Photographer Guillermo Luijk offers an intriguing look at the possibility of noise-free digital images from any camera that offers RAW files. The technique consists of combining multiple frames taken at up to +4EV (using his software program). Although I’m reasonably happy with the noise performance of newer cameras like Canon’s EOS 1D Mark III, the possibility of richly-detailed and noise-free dark areas opens up new avenues for exploration, especially with inexpensive consumer-grade cameras. I’m a little concerned about non-linear color accuracy with changing exposure, but perhaps color will be superior.
What’s frustrating to me is why this stuff isn’t just built into the camera as a mode (tripod required) which takes the 2 or 3 or 4 or N images and produces a single outstanding RAW file. The idea is in the same vein as multi-shot medium format digital backs, which shift the sensor up/down/left/right by one pixel to effectively achieve true RGB color without interpolation. So far, Nikon has done the most in this area (not very much), offering multiple exposures in-camera with the D2x and D200, while Canon has done nothing at all.

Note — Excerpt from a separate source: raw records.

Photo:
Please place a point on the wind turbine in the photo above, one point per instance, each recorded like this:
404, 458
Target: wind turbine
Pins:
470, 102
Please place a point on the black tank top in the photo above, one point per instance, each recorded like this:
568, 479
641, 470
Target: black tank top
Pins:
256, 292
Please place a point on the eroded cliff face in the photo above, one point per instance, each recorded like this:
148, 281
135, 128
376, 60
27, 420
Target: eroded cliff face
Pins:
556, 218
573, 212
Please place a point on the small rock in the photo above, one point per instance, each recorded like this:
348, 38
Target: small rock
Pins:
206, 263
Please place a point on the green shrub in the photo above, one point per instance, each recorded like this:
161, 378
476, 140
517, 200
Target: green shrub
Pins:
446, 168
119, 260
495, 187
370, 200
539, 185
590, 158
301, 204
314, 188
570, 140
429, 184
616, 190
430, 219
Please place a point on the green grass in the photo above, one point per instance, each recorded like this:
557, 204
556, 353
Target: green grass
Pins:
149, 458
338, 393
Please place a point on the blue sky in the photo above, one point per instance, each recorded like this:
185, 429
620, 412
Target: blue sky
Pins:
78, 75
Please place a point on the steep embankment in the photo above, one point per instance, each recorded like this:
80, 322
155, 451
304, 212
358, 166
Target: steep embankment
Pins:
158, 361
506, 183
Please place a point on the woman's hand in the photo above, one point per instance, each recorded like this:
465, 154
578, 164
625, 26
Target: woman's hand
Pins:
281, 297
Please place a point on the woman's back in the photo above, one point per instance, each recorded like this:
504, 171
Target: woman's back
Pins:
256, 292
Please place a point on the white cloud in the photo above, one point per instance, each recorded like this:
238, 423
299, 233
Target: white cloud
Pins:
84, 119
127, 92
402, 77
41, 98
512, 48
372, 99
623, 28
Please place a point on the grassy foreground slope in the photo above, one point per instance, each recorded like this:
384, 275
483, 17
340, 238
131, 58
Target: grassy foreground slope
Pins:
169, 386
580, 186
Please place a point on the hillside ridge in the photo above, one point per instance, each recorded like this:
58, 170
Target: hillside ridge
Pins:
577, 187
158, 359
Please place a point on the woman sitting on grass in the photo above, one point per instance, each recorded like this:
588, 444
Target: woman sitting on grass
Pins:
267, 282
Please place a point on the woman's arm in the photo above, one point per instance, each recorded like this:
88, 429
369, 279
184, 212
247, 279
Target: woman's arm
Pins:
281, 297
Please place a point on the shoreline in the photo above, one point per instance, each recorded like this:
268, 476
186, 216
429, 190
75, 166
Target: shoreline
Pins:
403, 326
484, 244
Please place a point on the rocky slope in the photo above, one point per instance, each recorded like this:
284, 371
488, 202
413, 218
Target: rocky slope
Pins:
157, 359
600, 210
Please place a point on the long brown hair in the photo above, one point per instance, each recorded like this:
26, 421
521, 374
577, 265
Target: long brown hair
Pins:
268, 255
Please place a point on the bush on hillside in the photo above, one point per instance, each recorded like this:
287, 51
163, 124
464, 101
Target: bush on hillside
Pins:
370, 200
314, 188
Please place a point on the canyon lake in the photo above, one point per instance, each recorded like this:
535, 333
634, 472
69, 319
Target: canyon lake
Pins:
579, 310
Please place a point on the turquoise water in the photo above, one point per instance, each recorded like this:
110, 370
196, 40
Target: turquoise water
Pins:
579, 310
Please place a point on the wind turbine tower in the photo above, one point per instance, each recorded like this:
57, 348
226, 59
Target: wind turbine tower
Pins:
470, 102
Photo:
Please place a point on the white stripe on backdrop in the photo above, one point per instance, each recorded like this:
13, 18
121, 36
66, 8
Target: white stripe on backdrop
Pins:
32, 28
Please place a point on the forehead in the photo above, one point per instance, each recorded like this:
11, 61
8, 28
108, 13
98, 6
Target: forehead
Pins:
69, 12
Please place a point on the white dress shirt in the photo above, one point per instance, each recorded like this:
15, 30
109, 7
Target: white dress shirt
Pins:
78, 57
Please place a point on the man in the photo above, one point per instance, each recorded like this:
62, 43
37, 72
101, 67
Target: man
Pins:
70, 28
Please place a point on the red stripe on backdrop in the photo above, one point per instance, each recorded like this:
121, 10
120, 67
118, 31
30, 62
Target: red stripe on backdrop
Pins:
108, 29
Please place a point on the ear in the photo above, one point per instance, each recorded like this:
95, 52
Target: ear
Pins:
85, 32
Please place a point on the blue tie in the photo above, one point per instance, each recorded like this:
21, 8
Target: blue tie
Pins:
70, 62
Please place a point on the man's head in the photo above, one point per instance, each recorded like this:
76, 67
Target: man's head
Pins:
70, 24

There are all sorts of goodies which could result from the combination of multiple frames: near-zero noise, 32-bit dynamic range (HDR), increased sharpness (Photo Acute), depth of field, etc. Though some such applications are now just emerging (as software programs), all of these features and more will eventually be built into the camera. For that matter, why not just design a sensor that can take additive exposures until a noise-free image is obtained with 32-bit dynamic range? Time will make it happen.